You seem to be at a standstill yet again, and you reprimand yourself silently for over-thinking such simple things, like a walk in the woods, albeit a very dark, quiet walk in the woods.
Now you start to notice that you are shivering; goosebumps are poking up along the flesh that is exposed to the air. Actually the air is quite nippy, chilly even. But this is the woods at night, or at least you assume that this is the woods at night, and you should have known better than to wear this light of clothing. Come to think of it, when did you put on these clothes? Your brain tells you that it was obviously this morning, but are you certain you ever got up?
A minute passes as you stand in place, mulling over how you ended up in the forest, in such a dark, cold, quiet, hour that may be night, but you cannot quite place the exact motivation for any of this, despite your mind supplying estimations that would seem logical. You are wearing a pair of khaki pants, a light button-down shirt, and those tennis shoes that you found in the clearance section that fit you just right. But can you prove it?. No. It is far too dark.
Wait. Didn’t you have a flashlight earlier? Your hands are trembling, and you realize that you cannot hear your own breathing. It is very, very cold. There is only one explanation. This is a dream, one that has tread into lucid territory, one that teeters on the edge of consciousness, not quite ready to dissipate.

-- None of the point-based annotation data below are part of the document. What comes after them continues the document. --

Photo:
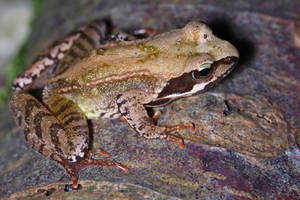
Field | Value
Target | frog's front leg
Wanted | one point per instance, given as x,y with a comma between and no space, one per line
59,131
135,114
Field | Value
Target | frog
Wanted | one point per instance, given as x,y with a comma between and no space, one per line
94,74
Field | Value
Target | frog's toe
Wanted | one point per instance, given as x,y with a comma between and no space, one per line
70,187
91,152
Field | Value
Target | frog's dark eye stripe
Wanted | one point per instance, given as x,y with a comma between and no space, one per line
203,73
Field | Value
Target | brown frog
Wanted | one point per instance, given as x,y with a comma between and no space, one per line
90,78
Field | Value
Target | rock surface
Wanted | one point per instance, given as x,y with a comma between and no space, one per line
245,144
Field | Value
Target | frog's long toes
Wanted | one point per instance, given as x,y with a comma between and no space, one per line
90,153
70,187
192,127
123,167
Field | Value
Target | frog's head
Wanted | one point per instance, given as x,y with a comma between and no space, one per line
208,60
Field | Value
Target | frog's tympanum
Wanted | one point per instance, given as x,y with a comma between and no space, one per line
87,76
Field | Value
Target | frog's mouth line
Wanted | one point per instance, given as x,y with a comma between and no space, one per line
176,89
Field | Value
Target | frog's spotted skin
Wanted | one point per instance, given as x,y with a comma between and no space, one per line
90,78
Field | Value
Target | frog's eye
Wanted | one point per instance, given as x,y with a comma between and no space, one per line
204,71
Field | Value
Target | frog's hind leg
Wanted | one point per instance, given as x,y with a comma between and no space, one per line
58,57
74,168
59,131
135,114
72,118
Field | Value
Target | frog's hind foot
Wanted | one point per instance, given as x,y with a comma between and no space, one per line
74,168
87,162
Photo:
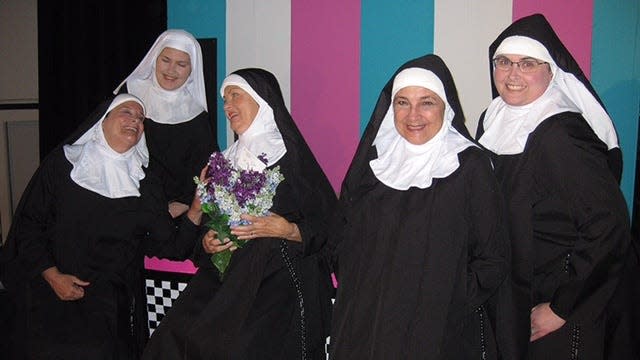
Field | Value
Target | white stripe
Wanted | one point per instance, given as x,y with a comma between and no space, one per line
464,29
259,35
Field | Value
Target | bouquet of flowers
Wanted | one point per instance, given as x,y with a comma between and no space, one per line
228,192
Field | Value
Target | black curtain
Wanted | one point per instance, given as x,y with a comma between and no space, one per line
85,49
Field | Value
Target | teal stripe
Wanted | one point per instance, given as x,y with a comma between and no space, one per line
392,33
615,73
204,19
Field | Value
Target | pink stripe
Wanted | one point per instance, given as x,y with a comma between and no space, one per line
169,266
571,19
325,80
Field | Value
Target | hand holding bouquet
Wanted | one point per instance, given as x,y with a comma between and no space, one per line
227,193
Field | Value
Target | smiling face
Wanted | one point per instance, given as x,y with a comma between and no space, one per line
240,108
418,114
517,88
173,68
123,126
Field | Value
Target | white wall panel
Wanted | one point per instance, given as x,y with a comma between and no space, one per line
464,29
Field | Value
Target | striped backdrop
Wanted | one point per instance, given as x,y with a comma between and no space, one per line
333,57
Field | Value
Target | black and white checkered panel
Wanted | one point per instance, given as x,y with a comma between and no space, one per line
162,289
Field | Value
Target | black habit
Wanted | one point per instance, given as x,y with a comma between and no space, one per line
415,267
568,225
274,302
96,238
180,151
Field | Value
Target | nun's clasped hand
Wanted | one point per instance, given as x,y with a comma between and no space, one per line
213,245
272,225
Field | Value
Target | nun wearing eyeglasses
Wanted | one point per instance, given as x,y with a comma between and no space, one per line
557,158
419,240
73,256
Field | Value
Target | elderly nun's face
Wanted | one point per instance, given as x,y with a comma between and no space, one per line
123,126
418,114
517,88
173,68
240,108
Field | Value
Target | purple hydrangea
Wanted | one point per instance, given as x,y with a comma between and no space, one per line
219,171
248,185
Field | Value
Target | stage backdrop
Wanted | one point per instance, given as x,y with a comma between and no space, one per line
333,57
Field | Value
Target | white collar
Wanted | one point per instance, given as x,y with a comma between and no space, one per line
401,165
506,128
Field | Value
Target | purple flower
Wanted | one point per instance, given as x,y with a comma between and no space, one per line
248,186
219,171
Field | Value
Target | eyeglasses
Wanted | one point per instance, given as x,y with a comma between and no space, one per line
526,66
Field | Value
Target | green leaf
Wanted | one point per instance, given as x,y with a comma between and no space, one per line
221,261
207,208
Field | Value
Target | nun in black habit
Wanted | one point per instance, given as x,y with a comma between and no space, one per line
558,161
170,82
274,302
420,237
73,255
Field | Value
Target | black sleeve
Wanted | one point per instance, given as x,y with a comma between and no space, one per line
488,253
27,251
162,235
576,169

You bring your hand to your arm slowly and pinch the the tender skin just below your wrist. A sharp spike of pain shoots up your arm, but that is the least on your mind as the world distorts in a way similar to pushing down on the screen of a calculator, and voices start whispering from nowhere identifiable, “She knows, she knows, she knows…”
All you know is that you want to wake up. You pinch the same spot again, causing the same weird ripple effect and the intensifying of the voices. You pinch the area again “She knows” and again “She knows” and again “She knows” each time the stimulation around you and the pain intensifies, coursing through your nerves; you scream in frustration but hear no noise over the cacophony of silent voices resonated right above you, below you, and beside you, cocooning you in a maelstrom of everything and nothing, chaos and oblivion. It hurts; you feel raw, as if your skin had been peeled away and yet you are desperately trying to push through a membrane of your own flesh, giving birth and being born simultaneously.
“She knows!” this time it is more urgent, and you pinch down harder, feeling something give way, the skin separating from the muscle below with a sickening pop. “Hurry,” then the darkness appears to scatter away from from on and around you in a sensation somewhere between water running off your skin after surfacing from the pool and a swarm of insects scrabbling over you, and it is quiet once more.
Your eyes are closed and you are warm, the type of warm that only seems to present itself when you are wrapped snugly in the blankets of your bed. You can feel the early sunlight shining invitingly just outside your eyelids, but you are far too comfortable to open them just yet.